General Motors CEO Mary Barra speaks during the opening of contract talks with the United Auto Workers in Detroit on July 16, 2019.  (S-R wire file photo )
By Stephen Gandel New York Times

Although a hot job market pushed up pay for low-wage workers, the average pay gap between those workers and the chief executives of their companies widened even more last year.

The median pay for workers at companies that tend to pay low wages last year was up by 17%, to $24,000, a jump that more than doubled the rate of inflation, according to a study out Tuesday from the Institute for Policy Studies, a left-leaning think tank.

The report examined pay at companies including Lowe’s, Target, Best Buy and Amazon.

Still, those rising wages did not outpace those corporations’ CEO pay gains, which rose by 31%, to an average of $10.6 million.

“We do have to acknowledge there was some good news last year,” said Sarah Anderson, lead author of the “Executive Excess” study.

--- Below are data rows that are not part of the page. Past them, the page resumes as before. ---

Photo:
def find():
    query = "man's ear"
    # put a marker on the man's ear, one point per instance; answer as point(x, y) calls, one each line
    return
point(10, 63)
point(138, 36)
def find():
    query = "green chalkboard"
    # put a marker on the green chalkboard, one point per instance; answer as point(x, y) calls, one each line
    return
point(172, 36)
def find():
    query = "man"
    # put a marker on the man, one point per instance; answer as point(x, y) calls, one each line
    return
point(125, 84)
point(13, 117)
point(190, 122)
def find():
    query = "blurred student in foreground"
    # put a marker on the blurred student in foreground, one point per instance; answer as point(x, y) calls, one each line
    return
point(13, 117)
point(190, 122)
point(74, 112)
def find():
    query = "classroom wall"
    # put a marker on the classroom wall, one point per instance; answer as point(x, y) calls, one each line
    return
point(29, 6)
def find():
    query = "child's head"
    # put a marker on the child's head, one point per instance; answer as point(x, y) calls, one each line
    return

“But this could have been a time when companies used rising profits to level the pay playing field. Instead, we haven’t seen a very big shift in pay equity.”

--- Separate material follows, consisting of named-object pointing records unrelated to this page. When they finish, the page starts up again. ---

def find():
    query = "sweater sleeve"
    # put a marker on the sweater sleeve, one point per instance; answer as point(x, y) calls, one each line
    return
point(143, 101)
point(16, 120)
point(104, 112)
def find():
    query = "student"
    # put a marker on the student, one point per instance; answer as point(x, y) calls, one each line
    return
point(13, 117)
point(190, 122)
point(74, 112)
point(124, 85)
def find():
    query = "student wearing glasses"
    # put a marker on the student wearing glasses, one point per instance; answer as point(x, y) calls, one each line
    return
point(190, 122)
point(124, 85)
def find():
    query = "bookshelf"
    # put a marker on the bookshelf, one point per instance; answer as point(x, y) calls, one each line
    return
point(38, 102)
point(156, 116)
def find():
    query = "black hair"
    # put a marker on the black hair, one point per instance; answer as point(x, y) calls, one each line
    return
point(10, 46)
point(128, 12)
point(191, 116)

The study underscores the tight labor market and inflationary pressure that companies have been facing over the past year.

That pressure has benefited lower-wage workers for the first time in years. The institute’s study last year, which looked at a different set of companies, found that median pay for all workers fell by 2% in 2020.

This year’s study looked at the lowest-paying 300 firms in the Russell 3000, an index of publicly traded stocks that includes mega firms as well as midsized and smaller public companies, and found that at nearly 60% of them, chief executives’ pay rose faster last year than for the average worker.

CEOs did even better at companies where salaries did not keep pace with inflation.

Median workers’ wages at about a third of the companies in the IPS study did not keep pace with inflation.

At those companies, the average CEO pay was up by 65%, or more than double the increase at all of the companies in the study.

Among the companies highlighted in the report was Best Buy, where median pay fell 2% last year to $29,999, while CEO Corie Barry received a 30% pay increase to $15.6 million.

Best Buy said in a financial filing that its executive compensation was “focused on pay for performance” and that the company’s management delivered “strong results in its most recent fiscal year.”